In recent years, Black Friday has become a massive, practically month-long endeavor where some of the country’s largest retailers offer all kinds of deals and promotions. But for the more than 600,000 small businesses across Colorado, Small Business Saturday is the day truly worth celebrating.
“Small Business Saturday is incredibly important for small bookstores, because it tends to be one of the biggest days of our year,” said Mariana Calderon, store manager at Second Star to the Right books and gifts, located on South Pearl Street. “Especially in the last four years, people seem to need to go back to roots of community building, and bookstores are a pretty important part of any community.”
Created by American Express in 2010, this year’s Small Business Saturday fell on Nov. 30, and businesses all over the city will celebrated with special activities, sales and more. Both Larimer Square and Cherry Creek North promoted participating businesses to increase visitors.
“We try to encourage as many businesses as possible to participate with discounts, celebrations and promotions. When they decide to participate, they get listed in our marketing materials, so we can get the word out about them,” said Jenny Starkey, senior director of marketing and community relations with Cherry Creek North. “What’s so wonderful about Cherry Creek North is the amount of partnerships that we see form around our small businesses, and that community goes a long way to explain why small businesses want to open here.”

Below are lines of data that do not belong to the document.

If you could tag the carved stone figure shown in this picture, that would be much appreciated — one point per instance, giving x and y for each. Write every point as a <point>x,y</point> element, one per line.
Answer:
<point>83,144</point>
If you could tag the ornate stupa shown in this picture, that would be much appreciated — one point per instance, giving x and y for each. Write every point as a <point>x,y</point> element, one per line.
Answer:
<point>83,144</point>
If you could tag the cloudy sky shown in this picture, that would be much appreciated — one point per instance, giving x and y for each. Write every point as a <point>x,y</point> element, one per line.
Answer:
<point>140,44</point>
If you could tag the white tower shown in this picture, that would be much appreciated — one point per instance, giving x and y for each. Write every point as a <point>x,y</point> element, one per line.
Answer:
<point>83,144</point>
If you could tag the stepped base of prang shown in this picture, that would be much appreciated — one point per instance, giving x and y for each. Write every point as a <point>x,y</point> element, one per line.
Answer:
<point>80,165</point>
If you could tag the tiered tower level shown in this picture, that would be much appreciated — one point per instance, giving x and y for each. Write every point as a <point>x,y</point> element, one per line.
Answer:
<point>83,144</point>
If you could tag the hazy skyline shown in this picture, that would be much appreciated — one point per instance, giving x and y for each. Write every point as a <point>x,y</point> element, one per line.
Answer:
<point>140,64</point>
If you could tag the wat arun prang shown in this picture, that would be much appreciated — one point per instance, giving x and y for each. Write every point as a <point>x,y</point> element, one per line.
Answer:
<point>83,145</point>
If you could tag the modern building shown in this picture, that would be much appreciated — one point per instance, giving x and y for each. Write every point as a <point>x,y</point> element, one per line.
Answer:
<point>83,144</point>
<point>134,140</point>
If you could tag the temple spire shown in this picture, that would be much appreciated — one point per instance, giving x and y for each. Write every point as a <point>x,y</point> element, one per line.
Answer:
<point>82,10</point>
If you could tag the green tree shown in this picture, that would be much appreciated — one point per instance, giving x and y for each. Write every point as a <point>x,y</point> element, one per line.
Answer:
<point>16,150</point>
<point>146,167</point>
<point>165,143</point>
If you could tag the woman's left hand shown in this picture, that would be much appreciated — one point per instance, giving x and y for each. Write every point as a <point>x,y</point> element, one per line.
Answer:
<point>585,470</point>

Abram Sloss, executive director of the Denver Metro Small Business Development Center, said that Small Business Saturday is special not only because it incentivizes people to support local and independent businesses, but because it celebrates the people who have taken a risk by starting their own business and are helping to power the economy.
“Seeing the number of small businesses in Colorado really brings out why they are the backbone of the economy,” he said. “This is a way to celebrate the individuals who want to start a business. And given the time of year, it is valuable for the community, business owners, and for consumers to be reminded how important it is to shop at local stores.”
Every business that participated marked the day in their own way. Second Star featured a special, space-themed story time with local authors, while shoppers in Cherry Creek North had the chance to win Cherry Creek North Gift Cards, accepted at nearly 170 businesses. And new businesses like Cherry Creek’s Blank Barbers, owned by Zackery Jarmon, used discounts to invite people to check out their shop.
“I love the community and people more than anything, and barbershops are great because they reflect their neighborhood very well,” Jarmon said. “When I heard about the Small Business Saturday program, I thought we’d participate because it brings people together.”
For the people who take a lot of pride in their community, Calderon explained, the day is a chance to get out of their houses and support the businesses that make their neighborhoods unique in the first place,
With such a diversity of businesses all over the city celebrating Small Business Saturday, including 175 in Cherry Creek North alone, shoppers were likely able to seek out whatever they need for the season. No matter what kind of services the business offers, there is one thing that unites them — they’re owned and operated by people directly in the community.
“What’s great about these small businesses is you’re not just supporting the economy, but your community,” Starkey said. “You’re supporting your friends, family, neighbors and loved ones who are employed at these businesses.”